Some S1P-targeting compounds were delivered in 20% DMSO in saline to support the solubility of the different lipophillic small molecule agonists/antagonists. We have added information to the Methods to describe the use of DMSO to solubilize these drugs (p 6) in Table 1 and p 5. We have also revised Table 1 with ranges of reported ED50’s (mg/kg) for all drugs and listed the calculated initial maximum dose (mg/kg) per eye.
(3) Drugs were delivered to the vitreous chamber, but there was no information on how they would cross the inner limiting membrane to affect or modulate S1P metabolism in retinal MG or to bind the S1P receptors on MG or other retinal cell types.
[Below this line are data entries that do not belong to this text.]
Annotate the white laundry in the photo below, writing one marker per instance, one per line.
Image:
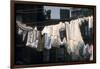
(73, 35)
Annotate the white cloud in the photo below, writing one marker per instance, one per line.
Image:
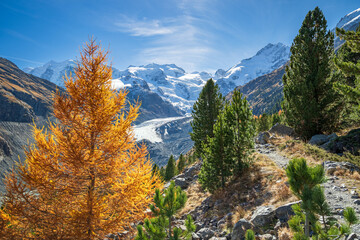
(184, 40)
(144, 27)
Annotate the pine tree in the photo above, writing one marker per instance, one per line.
(249, 235)
(155, 169)
(162, 173)
(304, 183)
(166, 206)
(217, 164)
(239, 120)
(85, 176)
(350, 65)
(311, 105)
(170, 169)
(181, 163)
(204, 113)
All selected compounds are small-molecule drugs, many of which are structural analogues of sphingosine or S1P. These drugs would be classified as BDDCS Class II drugs, meaning they have low solubility but high cell permeability. Thus, it is highly probable that they diffuse across the ILM to act on S1P receptors on MG, but it is also likely that their bioavailability is more limited, requiring a higher dose, repeated doses, and the use of solubilizing agents. We have clarified our use of DMSO to solubilize these drugs (p 6) according to vendor recommendations (p 5). This information has been added to the Methods.
(4) Gene expression is a very dynamic process; without providing more evidence that the expression changes are the direct effect of the drug treatment, the conclusions made based on the gene expression profiles are not strong. Additional points:
We do not make assertions that changes in scRNA-seq expression profiles are the direct result of S1P-targetting drugs. We report significant changes in cellular expression profiles following NMDA-induced retinal damage or ablation of microglia. We feel that new experiments to assess the gene expression profiles of retinal cells that are directly downstream of the different S1P-targetting drugs is better suited for future studies.
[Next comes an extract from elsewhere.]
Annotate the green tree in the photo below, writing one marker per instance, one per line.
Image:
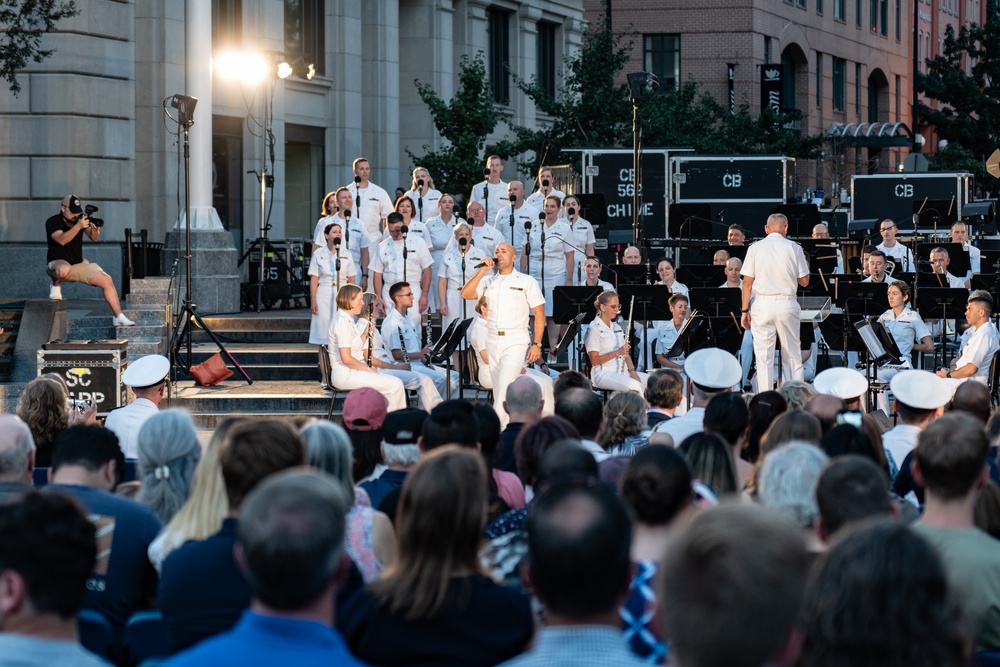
(22, 23)
(968, 111)
(464, 122)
(5) Please add in the introduction that there is only one sphingosine kinase in chicken, as no SPHK2 is known to be present.
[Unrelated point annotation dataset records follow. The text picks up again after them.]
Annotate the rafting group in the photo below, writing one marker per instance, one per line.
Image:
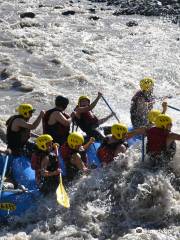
(153, 124)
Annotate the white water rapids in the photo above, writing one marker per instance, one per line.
(73, 55)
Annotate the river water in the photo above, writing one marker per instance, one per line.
(75, 55)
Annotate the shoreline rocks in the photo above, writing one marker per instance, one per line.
(144, 7)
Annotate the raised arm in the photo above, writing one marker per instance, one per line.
(164, 106)
(137, 131)
(103, 120)
(91, 106)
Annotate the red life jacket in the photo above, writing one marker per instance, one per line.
(87, 121)
(35, 161)
(57, 130)
(156, 140)
(67, 153)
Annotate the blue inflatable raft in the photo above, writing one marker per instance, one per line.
(16, 202)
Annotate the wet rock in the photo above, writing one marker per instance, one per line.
(87, 51)
(58, 7)
(131, 23)
(28, 24)
(27, 14)
(144, 7)
(92, 10)
(95, 18)
(56, 61)
(69, 12)
(3, 130)
(25, 89)
(16, 84)
(4, 74)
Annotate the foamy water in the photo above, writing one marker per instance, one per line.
(73, 55)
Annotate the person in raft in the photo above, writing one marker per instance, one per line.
(56, 121)
(142, 102)
(154, 113)
(19, 128)
(45, 162)
(86, 119)
(114, 143)
(74, 154)
(160, 148)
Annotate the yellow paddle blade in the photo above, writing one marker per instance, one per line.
(62, 197)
We have added additional information regarding the expression of SPHK1 and SPHK2 genes in the chick genome (p 4).
(6) Fig 1d and in many other UMAP clusters, the low expressing genes are barely visible (Ex. 1d, S1PR2, and S1PR3); please extract them in separate UMAP clusters and provide them in supplements.
We have revised supplemental Figure 1 to include separate panels for each of the S1P-related gene.
(7) The Figure References for SPHK1 (Fig. 2e), SGPL1 (Fig. 2e), ASAH1 (Fig. 2f), CERS6 (Fig. 2f), and CERS5 (Fig. 2f) in the line # 124- 132 should belong to Figure 1, not Figure 2.
We have corrected these figure references (p 14).
(8) The description of the expression of zebrafish genes does not match the figures. For example, 'Similarly, sphk1 was detected in very few cells in the retina (Fig. 10j). By comparison, sphk2 was detected in a few bipolar cells and rod photoreceptors (Fig. 10j). Similar to patterns of expression seen in chick and human retinas, sgpl1 was detected in microglia and a few cells scattered among the different clusters of inner retinal neurons and rod photoreceptors (Fig. 10j)', the expression of these genes are not in very few or few scattered cells rather in many cells.
We have revised these statements to improve clarity and more accurately describe the data in Figure 10 (p 28).